Quando a cristologia perdeu para os “usos e costumes”!

Cristologia? O que é isso? 
Por Gutierres Fernandes Siqueira

Há pouco eu estava lendo uma tese de doutorado sobre as Assembleias de Deus escrita pelo colega sociólogo Gedeon Alencar. Entre todas as observações, teve uma em particular que me chamou mais a atenção. Alencar escreve sobre a Assembleia de Deus brasileira:

Conquanto ao longo dos cem anos nas Convenções, periódicos e igrejas locais sempre se discutiram diversos temas, nunca se publicou oficialmente algum documento teológico, por exemplo, sobre a Santa Ceia, Cristologia, (algo comum na [Igreja] Católica e também igrejas protestantes e também nas AGs  [Assembleias de Deus norte-americana]), portanto, se destaca o fato de que o tema “Usos e Costumes” mereceu encontros e documentos. [1]

Na verdade, o tema “usos e costumes” mereceu três documentos oficiais da Convenção Geral (1940, 1975 e 1999). Mas alguém conhece algum documento sobre cristologia? Algum escrito oficial sobre a eclesiologia? Algum catecismo? Qual é a posição oficial sobre diversos temas éticos (aborto, divórcio, política partidária, união civil de homossexuais etc. e tal)?
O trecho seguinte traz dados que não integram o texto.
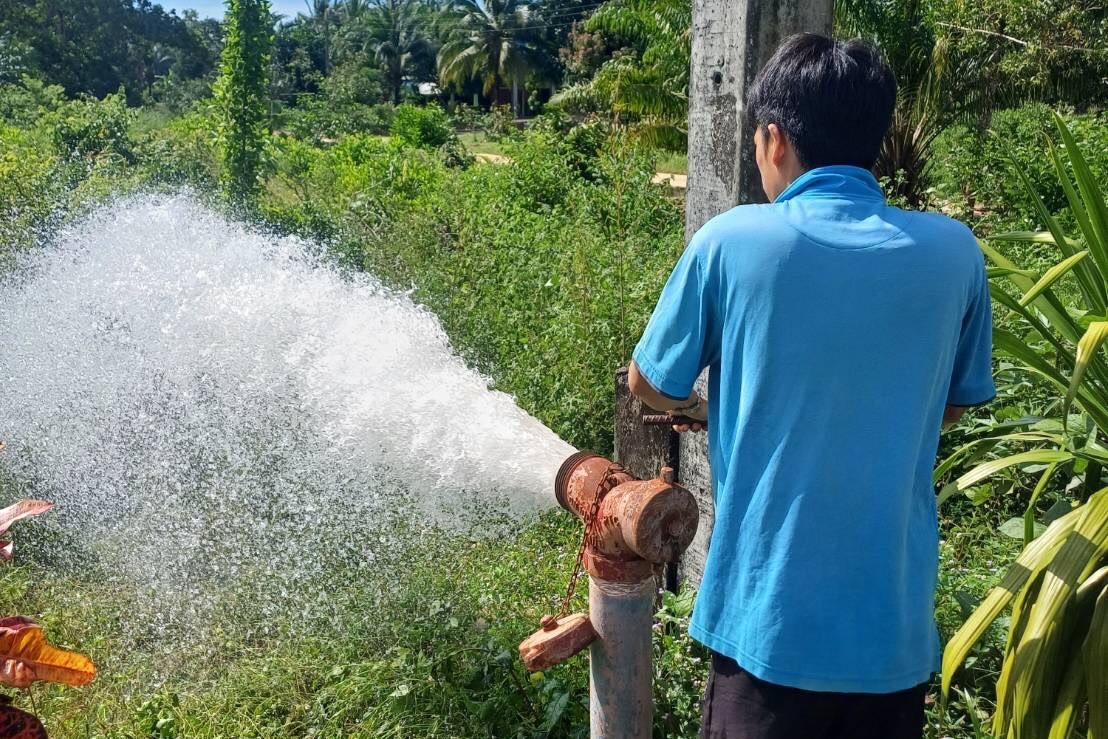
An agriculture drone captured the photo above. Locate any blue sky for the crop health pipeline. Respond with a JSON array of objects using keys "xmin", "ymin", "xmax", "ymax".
[{"xmin": 169, "ymin": 1, "xmax": 307, "ymax": 20}]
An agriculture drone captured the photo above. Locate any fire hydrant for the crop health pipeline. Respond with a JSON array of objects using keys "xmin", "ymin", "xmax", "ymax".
[{"xmin": 519, "ymin": 451, "xmax": 699, "ymax": 739}]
Ora, até há duas décadas nem “confissão de fé” tínhamos.

É triste e lamentável que uma denominação dita cristã e protestante tenha em seu satélite de preocupações os “usos e costumes” mais do que a pessoa de Jesus Cristo. Isso em parte é reflexo de problemas centenários nas Assembleias de Deus: a) ignorância institucionalizada; b) legalismo; c) semipelagianismo; d) e uma liderança excessivamente política e pouco teológica.
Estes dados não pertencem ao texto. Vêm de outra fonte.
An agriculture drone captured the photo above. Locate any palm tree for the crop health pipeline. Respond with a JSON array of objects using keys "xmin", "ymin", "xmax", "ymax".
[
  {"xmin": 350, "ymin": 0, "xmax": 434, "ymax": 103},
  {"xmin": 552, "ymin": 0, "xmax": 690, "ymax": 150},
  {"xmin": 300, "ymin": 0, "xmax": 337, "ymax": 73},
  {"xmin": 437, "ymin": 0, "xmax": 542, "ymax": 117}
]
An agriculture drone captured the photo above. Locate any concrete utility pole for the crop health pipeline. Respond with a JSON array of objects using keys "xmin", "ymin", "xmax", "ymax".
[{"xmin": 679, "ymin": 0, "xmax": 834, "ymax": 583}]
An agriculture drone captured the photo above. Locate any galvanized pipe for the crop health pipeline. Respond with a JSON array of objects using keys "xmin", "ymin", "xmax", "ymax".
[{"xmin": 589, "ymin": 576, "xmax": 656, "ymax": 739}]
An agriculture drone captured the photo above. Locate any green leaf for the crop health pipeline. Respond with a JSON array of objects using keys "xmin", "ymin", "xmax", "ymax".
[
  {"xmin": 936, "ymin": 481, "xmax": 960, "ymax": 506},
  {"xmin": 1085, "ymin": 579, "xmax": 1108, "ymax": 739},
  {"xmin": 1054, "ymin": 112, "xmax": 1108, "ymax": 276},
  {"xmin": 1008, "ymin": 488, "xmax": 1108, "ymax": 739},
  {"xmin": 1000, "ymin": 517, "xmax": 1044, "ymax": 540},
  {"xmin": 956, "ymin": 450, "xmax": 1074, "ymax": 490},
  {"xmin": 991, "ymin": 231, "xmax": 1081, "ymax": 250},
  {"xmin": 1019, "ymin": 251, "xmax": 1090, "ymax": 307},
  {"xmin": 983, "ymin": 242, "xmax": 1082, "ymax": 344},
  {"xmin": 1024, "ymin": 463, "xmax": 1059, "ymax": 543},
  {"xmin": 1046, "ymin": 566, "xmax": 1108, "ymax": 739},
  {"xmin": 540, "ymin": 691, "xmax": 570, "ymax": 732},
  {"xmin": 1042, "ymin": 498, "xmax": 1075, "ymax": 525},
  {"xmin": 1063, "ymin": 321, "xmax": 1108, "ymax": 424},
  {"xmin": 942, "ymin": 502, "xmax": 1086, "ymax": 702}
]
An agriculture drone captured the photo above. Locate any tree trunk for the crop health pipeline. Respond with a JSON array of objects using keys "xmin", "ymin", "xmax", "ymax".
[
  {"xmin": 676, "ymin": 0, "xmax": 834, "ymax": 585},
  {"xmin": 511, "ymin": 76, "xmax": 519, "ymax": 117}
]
Ainda há tempo para mudanças.



Referência Bibliográfica:

[1] ALENCAR, Gedeon Freire de. Assembleis Brasileiras de Deus: Teorização, História e Tipologia- 1911-2011. Pontifícia Universidade Católica: São Paulo, 2012. p 229.

12 comentários:

William Felipe Zacarias disse...

De fato, a Igreja Cristã, seja ela qual for, deve afirmar seus credos e fundamentá-los expondo-os a Igreja para que os membros tenham firme alicerce perante às heresias.

Daladier Lima disse...

Prezado Gutierres,

O que dizer de ações corriqueiras numa igreja como a disciplina? Aqui nós temos duas grandes Convenções. Numa um obreiro divorciado, por qualquer motivo fica escanteado, na outra se o motivo for causa da mulher e ele for divorciado conforme a Lei, o obreiro volta às atividades após casar novamente. Ou seja, não há um documento da CGADB ordenando a questão. De uma forma ou de outra.

Abraços!

Anônimo disse...

Sou membro da A.D. Belém há 12 anos.
E também me pergunto a mesma coisa. Quanto mais distante dos grandes centros, mais a igreja é adepta dos “usos e costumes”. Visitar uma AD do interior é sempre imprevisível.

Gilvan Albuquerque

Gutierres Siqueira disse...

Caro Daladier,

O caso que você traz é uma amostra gritante da anarquia assembleiana...

Will Guedes disse...

Realmente quando se trata de "Teologia" as AD precisam melhorar esta necessidade. Eu acho que a grande influência dos usos e costumes se dá mais no norte e nordeste do Brasil. Atualmente no campo teológico houve um avanço mas acho que foi muita energia gasta atoa durante um século inteiro. Graça e paz.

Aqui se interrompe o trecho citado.